My apprentices have arrived with thirteen jars of pineapple jelly, and one by one, they pour them into the cauldron. Tonight, I’m teaching them a recipe that I learned while temporarily dead, during which time I worked in the underworld’s highly competitive seafood scene. The golden ooze begins to bubble as saltwater and black rum are added, combining into a thick, honeyed lava. I dip my sword into the concoction and stir it gently, watching wounds form and heal along the surface of the mixture.
“The clawfoot bathtub,” this book begins, “is a distant cousin of the crockpot and cauldron. Although its natural habitat is typically found outside the kitchen, it demonstrates a particular susceptibility to culinary magic due to its shape and composition. Being quadrupedal and wrought from relatively flexible materials, bringing one to life is often one of the most basic lessons taught to apprentice deep chefs.”
The discerning chef of the deep kitchen carries a revolver on their person at all times. There’s no telling what might emerge from the Black Oven if its door has been left open for too long, but for those who thrive in such a high-stakes environment, the recipes for gourmet bullets are just as familiar as formulas for cocktails are to bartenders. Hundreds of variants have been developed, and several of the most coveted are detailed herein.

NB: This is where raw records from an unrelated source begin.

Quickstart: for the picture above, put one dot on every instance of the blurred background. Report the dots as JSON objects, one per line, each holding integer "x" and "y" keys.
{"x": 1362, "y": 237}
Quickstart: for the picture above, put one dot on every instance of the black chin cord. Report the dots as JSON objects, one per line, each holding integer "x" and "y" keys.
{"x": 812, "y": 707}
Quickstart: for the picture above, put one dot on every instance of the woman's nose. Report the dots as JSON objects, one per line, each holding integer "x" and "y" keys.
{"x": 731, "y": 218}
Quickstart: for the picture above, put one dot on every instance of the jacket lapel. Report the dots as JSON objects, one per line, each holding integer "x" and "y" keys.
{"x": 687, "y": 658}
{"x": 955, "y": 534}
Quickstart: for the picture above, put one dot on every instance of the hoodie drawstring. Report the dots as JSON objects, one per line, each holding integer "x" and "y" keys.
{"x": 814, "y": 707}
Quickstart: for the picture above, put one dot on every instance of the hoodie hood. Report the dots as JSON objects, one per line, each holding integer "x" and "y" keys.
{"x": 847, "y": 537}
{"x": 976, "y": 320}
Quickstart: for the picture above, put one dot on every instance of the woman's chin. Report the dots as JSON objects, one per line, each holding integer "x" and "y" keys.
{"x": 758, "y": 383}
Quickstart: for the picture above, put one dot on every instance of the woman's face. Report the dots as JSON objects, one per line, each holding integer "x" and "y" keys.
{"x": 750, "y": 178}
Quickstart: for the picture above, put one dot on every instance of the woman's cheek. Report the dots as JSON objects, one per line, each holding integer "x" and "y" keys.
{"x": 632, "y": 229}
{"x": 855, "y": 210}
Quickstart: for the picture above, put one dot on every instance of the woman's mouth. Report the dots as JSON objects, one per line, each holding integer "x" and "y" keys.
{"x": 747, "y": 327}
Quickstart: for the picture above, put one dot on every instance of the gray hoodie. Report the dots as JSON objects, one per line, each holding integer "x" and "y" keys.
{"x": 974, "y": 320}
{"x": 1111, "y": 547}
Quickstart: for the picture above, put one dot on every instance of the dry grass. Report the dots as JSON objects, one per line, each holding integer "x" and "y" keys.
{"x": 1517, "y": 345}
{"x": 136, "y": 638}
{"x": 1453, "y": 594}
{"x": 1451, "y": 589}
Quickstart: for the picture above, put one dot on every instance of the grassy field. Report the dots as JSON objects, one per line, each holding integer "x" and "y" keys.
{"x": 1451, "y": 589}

Most who throw rainbow filets onto a skillet for the first time are surprised to discover how much they sizzle. They are not lean, and store numerous tender hues in their belly in addition to those outwardly displayed. It is not advisable to gaze directly into the pan while cooking is ongoing, as many of these colors are too volatile for the human eye to process, and may cause damage to the optical nerve.